43. The pharmaceutical composition according to claim 39, wherein the disorder or condition is selected from spinal cord injury, stroke, Alzheimer's, and 3p- syndrome.

44. A method for the treatment of impaired neuronal migration, impaired ability to form and/or elongate axons and/or neurons, in a directed or non-directed manner, impaired ability to form contacts and/or synapses with other neurons, spinal cord injury, stroke, Alzheimer's, and 3p- syndrome, comprising administering to a subject in need thereof a therapeutically effective amount of nucleic acid of one of claims 1-6, a vector of one of claims 7-10, a protein molecule of claim 18 or a pharmaceutical composition of claim 38-43.

45. The method of claim 44 wherein the vector is an adenovirus vector.

46. The method of claim 44 wherein the vector is administered together with agents that facilitate DNA uptake by cells.

47. A transgenic animal where the gene for MEGAP as defined in one of claims 1-6 has been modified so as to ablate the expression of functional MEGAP gene products therefrom.

48. A nucleotide molecule comprising from about nucleotide number 134881 to about nucleotide number 134981 of the nucleotide sequence of SEQ ID NO:4, or a sequence wherein one or more nucleotides have been exchanged, deleted or inserted.

49. The nucleotide sequence of claim 48, comprising from about nucleotide number 134781 to about 134981 of SEQ IDNO:4.

50. The nucleotide sequence of claim 48, comprising from about nucleotide number 134681 to about 134981 of SEQ IDNO:4.

51. The nucleotide sequence of claim 48, comprising from about nucleotide number 134581 to about 134981 of SEQ IDNO:4.

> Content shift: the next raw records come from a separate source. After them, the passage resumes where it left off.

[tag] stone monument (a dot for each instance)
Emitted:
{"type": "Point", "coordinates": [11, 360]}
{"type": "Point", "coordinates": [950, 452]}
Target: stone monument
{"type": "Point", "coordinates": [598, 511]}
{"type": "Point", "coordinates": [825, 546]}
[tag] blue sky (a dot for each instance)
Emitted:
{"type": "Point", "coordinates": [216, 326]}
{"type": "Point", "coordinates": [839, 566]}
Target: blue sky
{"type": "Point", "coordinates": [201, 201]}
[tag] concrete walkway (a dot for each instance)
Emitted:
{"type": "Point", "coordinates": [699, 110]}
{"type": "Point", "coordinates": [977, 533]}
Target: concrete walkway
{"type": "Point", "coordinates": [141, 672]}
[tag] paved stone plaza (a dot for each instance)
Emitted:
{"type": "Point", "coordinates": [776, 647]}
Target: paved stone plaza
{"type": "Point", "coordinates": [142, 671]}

52. The nucleotide sequence of claim 48, comprising from about nucleotide number 134481 to about 134981 of SEQ IDNO:4.

53. The nucleotide sequence of claim 48, comprising from about nucleotide number 134381 to about 134981 of SEQ IDNO:4.

54. The nucleotide sequence of claim 48, comprising from about nucleotide number 134281 to about 134981 of SEQ IDNO:4.

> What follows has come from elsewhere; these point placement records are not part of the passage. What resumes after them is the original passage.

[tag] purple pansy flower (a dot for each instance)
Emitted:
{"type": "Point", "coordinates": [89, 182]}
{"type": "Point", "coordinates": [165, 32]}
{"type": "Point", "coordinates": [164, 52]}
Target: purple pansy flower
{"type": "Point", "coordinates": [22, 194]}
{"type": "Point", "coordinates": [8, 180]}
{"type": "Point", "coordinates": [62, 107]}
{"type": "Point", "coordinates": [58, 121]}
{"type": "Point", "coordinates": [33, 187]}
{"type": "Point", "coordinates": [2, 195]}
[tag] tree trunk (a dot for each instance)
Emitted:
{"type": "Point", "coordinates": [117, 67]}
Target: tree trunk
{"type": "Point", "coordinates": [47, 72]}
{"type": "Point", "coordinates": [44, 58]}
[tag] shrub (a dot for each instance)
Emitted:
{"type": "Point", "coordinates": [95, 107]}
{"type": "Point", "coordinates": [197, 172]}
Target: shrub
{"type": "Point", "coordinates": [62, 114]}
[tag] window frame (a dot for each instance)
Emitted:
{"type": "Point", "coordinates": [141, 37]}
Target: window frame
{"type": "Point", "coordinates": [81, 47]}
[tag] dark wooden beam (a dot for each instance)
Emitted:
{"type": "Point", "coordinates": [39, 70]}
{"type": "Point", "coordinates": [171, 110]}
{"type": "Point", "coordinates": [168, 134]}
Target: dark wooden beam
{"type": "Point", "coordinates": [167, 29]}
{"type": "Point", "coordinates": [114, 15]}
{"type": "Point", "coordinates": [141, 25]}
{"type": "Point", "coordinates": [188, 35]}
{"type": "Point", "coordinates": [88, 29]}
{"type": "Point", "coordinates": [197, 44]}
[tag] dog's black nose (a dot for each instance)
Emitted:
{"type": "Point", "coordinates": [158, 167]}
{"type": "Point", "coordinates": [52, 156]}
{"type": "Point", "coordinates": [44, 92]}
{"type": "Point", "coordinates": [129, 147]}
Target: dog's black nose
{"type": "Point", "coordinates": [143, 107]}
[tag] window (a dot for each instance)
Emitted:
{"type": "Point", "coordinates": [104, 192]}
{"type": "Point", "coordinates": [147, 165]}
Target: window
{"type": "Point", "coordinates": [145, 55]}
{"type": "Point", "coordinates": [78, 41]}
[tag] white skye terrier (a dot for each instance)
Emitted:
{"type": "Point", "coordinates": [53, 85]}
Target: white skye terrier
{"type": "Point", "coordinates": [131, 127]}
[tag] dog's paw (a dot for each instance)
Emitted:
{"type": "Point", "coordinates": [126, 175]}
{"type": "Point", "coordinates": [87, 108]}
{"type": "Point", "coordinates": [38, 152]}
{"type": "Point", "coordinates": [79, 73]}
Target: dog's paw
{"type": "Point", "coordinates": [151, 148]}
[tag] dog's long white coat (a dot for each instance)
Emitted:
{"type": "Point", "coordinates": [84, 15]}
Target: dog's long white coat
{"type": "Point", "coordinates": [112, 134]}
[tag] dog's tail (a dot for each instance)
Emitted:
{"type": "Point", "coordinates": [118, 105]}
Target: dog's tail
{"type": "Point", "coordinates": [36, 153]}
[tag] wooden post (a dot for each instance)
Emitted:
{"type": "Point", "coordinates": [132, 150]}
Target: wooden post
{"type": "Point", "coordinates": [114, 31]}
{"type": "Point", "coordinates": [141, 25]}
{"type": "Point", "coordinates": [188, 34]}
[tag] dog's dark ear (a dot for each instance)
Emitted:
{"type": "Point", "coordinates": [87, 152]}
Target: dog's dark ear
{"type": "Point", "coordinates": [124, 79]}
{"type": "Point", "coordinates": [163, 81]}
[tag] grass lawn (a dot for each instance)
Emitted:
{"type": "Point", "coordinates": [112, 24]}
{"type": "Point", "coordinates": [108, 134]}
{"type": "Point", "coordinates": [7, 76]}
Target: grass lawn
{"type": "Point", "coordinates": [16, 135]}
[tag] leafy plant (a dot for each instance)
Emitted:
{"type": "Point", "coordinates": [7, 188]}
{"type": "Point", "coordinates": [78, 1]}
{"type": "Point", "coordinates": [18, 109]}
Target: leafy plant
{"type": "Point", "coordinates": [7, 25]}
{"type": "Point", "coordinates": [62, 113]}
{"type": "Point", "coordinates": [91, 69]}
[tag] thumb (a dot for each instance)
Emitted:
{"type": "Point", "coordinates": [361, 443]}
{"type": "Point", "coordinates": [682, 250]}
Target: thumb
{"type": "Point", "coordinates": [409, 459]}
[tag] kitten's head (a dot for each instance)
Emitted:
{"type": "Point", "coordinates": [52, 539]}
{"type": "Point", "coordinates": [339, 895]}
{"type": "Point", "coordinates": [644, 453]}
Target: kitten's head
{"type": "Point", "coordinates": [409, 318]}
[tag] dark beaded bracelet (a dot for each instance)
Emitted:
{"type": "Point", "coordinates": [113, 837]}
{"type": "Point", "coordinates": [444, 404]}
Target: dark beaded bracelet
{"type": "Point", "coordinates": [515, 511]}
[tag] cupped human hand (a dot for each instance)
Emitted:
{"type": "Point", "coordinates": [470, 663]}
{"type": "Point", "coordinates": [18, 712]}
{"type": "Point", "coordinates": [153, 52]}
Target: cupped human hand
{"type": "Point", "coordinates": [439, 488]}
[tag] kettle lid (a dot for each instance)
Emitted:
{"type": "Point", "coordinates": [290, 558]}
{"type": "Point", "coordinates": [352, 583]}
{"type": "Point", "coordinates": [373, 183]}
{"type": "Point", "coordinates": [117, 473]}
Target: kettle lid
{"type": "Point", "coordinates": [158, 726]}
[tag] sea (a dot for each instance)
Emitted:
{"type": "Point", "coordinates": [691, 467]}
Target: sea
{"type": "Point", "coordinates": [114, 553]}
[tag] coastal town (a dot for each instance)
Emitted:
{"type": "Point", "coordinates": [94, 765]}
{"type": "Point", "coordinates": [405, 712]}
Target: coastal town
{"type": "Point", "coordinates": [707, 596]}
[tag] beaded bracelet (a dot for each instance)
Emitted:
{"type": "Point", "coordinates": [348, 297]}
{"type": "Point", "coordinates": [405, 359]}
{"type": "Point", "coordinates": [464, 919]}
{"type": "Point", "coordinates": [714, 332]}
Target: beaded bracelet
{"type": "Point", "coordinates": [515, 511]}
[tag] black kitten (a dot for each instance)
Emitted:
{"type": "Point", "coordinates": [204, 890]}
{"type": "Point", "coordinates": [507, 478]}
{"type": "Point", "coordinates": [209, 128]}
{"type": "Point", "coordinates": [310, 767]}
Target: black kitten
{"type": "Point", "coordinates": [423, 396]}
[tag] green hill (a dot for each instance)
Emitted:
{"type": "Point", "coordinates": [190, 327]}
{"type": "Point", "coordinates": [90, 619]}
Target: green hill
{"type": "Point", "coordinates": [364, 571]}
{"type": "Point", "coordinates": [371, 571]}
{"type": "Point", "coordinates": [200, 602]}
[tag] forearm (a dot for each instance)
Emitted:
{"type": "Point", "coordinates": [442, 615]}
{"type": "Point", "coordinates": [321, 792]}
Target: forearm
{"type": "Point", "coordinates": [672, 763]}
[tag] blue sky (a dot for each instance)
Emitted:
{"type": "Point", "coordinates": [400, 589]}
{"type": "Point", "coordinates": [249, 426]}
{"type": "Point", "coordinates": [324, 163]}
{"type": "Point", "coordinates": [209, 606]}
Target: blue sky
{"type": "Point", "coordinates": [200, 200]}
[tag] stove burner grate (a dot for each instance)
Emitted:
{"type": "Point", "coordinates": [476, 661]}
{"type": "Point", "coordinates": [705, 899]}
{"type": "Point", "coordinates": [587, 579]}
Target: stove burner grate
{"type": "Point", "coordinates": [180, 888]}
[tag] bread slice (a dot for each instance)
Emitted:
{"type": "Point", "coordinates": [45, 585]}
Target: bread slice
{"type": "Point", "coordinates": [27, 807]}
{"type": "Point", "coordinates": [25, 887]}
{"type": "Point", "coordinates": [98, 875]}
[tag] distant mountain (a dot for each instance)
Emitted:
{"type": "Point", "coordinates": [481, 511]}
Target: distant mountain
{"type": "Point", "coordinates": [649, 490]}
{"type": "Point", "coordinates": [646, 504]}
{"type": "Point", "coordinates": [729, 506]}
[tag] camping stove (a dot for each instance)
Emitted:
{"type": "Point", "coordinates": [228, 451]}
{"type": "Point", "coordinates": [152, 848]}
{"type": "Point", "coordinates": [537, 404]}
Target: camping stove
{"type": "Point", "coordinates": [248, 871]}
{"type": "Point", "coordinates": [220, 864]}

55. The nucleotide sequence of claim 48, comprising from about nucleotide number 134181 to about 134981 of SEQ IDNO:4.

56. The nucleotide sequence of claim 48, comprising from about nucleotide number 133681 to about 134981 of SEQ ID NO:4.

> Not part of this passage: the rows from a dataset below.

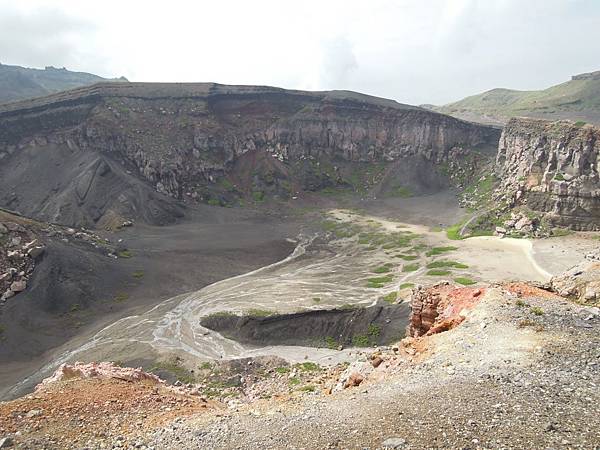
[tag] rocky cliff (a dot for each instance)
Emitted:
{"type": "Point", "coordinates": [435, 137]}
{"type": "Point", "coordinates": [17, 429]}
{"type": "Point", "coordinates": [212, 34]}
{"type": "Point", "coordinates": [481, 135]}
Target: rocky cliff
{"type": "Point", "coordinates": [552, 168]}
{"type": "Point", "coordinates": [100, 154]}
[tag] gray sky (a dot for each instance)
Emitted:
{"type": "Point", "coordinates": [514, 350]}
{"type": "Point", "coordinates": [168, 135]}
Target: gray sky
{"type": "Point", "coordinates": [414, 51]}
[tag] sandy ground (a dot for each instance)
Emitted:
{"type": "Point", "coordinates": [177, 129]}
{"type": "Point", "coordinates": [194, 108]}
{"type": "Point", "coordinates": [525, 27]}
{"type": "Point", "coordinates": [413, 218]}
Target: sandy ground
{"type": "Point", "coordinates": [334, 272]}
{"type": "Point", "coordinates": [320, 273]}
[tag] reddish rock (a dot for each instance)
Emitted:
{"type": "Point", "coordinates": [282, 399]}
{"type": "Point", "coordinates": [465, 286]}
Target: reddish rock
{"type": "Point", "coordinates": [354, 380]}
{"type": "Point", "coordinates": [440, 308]}
{"type": "Point", "coordinates": [376, 362]}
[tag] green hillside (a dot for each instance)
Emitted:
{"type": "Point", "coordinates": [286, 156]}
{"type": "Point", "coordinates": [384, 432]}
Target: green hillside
{"type": "Point", "coordinates": [577, 99]}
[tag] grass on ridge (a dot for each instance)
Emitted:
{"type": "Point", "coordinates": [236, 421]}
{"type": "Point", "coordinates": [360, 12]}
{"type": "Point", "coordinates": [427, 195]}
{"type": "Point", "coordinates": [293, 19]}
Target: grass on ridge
{"type": "Point", "coordinates": [438, 272]}
{"type": "Point", "coordinates": [410, 267]}
{"type": "Point", "coordinates": [464, 281]}
{"type": "Point", "coordinates": [440, 250]}
{"type": "Point", "coordinates": [442, 263]}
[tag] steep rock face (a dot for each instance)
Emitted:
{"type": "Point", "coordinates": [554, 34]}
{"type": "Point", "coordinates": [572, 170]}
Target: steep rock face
{"type": "Point", "coordinates": [552, 167]}
{"type": "Point", "coordinates": [203, 142]}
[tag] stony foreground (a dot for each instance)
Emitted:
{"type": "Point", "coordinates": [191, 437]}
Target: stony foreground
{"type": "Point", "coordinates": [522, 370]}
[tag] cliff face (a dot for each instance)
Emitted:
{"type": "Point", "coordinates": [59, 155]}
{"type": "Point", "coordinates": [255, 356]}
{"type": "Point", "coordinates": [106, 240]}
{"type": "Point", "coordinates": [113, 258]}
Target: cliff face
{"type": "Point", "coordinates": [552, 167]}
{"type": "Point", "coordinates": [211, 143]}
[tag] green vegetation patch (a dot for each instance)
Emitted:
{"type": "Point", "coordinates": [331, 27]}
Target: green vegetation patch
{"type": "Point", "coordinates": [464, 281]}
{"type": "Point", "coordinates": [255, 312]}
{"type": "Point", "coordinates": [382, 269]}
{"type": "Point", "coordinates": [410, 267]}
{"type": "Point", "coordinates": [176, 369]}
{"type": "Point", "coordinates": [308, 366]}
{"type": "Point", "coordinates": [441, 250]}
{"type": "Point", "coordinates": [453, 232]}
{"type": "Point", "coordinates": [450, 264]}
{"type": "Point", "coordinates": [536, 310]}
{"type": "Point", "coordinates": [124, 254]}
{"type": "Point", "coordinates": [407, 257]}
{"type": "Point", "coordinates": [438, 272]}
{"type": "Point", "coordinates": [391, 297]}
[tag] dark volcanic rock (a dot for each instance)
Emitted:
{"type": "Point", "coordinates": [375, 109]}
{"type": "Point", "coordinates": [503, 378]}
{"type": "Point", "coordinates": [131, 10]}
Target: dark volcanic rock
{"type": "Point", "coordinates": [379, 324]}
{"type": "Point", "coordinates": [134, 150]}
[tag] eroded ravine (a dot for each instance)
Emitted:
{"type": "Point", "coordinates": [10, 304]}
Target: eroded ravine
{"type": "Point", "coordinates": [331, 269]}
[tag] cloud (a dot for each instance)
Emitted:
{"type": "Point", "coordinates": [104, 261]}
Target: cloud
{"type": "Point", "coordinates": [337, 63]}
{"type": "Point", "coordinates": [41, 37]}
{"type": "Point", "coordinates": [413, 51]}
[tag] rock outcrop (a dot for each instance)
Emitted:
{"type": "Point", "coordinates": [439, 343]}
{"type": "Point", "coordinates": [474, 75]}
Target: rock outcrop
{"type": "Point", "coordinates": [552, 168]}
{"type": "Point", "coordinates": [440, 308]}
{"type": "Point", "coordinates": [581, 282]}
{"type": "Point", "coordinates": [130, 150]}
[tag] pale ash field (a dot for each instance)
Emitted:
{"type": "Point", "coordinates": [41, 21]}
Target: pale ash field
{"type": "Point", "coordinates": [357, 259]}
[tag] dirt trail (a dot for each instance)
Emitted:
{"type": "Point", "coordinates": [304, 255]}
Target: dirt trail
{"type": "Point", "coordinates": [318, 274]}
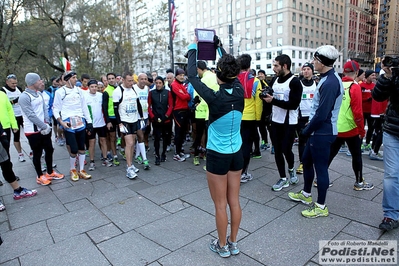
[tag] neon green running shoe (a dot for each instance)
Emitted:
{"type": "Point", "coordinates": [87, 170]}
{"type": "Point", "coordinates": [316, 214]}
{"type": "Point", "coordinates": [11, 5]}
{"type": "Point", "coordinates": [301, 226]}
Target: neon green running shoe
{"type": "Point", "coordinates": [300, 197]}
{"type": "Point", "coordinates": [315, 211]}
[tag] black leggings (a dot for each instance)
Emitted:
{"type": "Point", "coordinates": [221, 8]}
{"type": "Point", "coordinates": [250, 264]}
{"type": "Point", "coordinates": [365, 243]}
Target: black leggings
{"type": "Point", "coordinates": [354, 146]}
{"type": "Point", "coordinates": [181, 122]}
{"type": "Point", "coordinates": [160, 129]}
{"type": "Point", "coordinates": [38, 143]}
{"type": "Point", "coordinates": [200, 124]}
{"type": "Point", "coordinates": [76, 141]}
{"type": "Point", "coordinates": [377, 134]}
{"type": "Point", "coordinates": [283, 137]}
{"type": "Point", "coordinates": [302, 121]}
{"type": "Point", "coordinates": [370, 126]}
{"type": "Point", "coordinates": [247, 130]}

57. The nucleotide sequence of claim 48, comprising from about nucleotide number 133181 to about 134981 of SEQ ID O:4.

58. The nucleotide sequence of claim 48, comprising from about nucleotide number 132681 to about 134981 of SEQ IDNO:4.

59. The nucleotide sequence of claim 48, comprising from about nucleotide number 132181 to about 134981 of SEQ IDNO:4.

60. The nucleotide sequence of claim 48, comprising from about nucleotide number 131681 to about 134981 of SEQ IDNO:4.

61. The nucleotide sequence of claim 48, comprising from about nucleotide number 131181 to about 134981 ofSEQ IDNO:4.

62. The nucleotide sequence of claim 48, comprising from about nucleotide number 130681 to about 134981 of SEQ IDNO:4.

63. The nucleotide sequence of claim 48, comprising from about nucleotide number 130021 to about 134981 of SEQ IDNO:4.

64. A vector comprising the nucleotide sequence of any one of claims 48-63.

65. A promoter capable of driving the expression of a gene specifically in brain and kidney, comprising a nucleotide sequence of any one of claims 48-63.

66. A vector capable of providing expression of a nucleotide sequence inserted therein, comprising 5' to said nucleotide sequence the nucleotide sequence of the promoter of claim 65.

67. A composition comprising the vector of claim 66.

68. A composition of claim 69, comprising agents that facilitate the uptake of DNA by cells.

69. The monoclonal or polyclonal antibody of claim 29, which is directed against one of the epitopes of SEQ ID NO: 8, 9 or 10.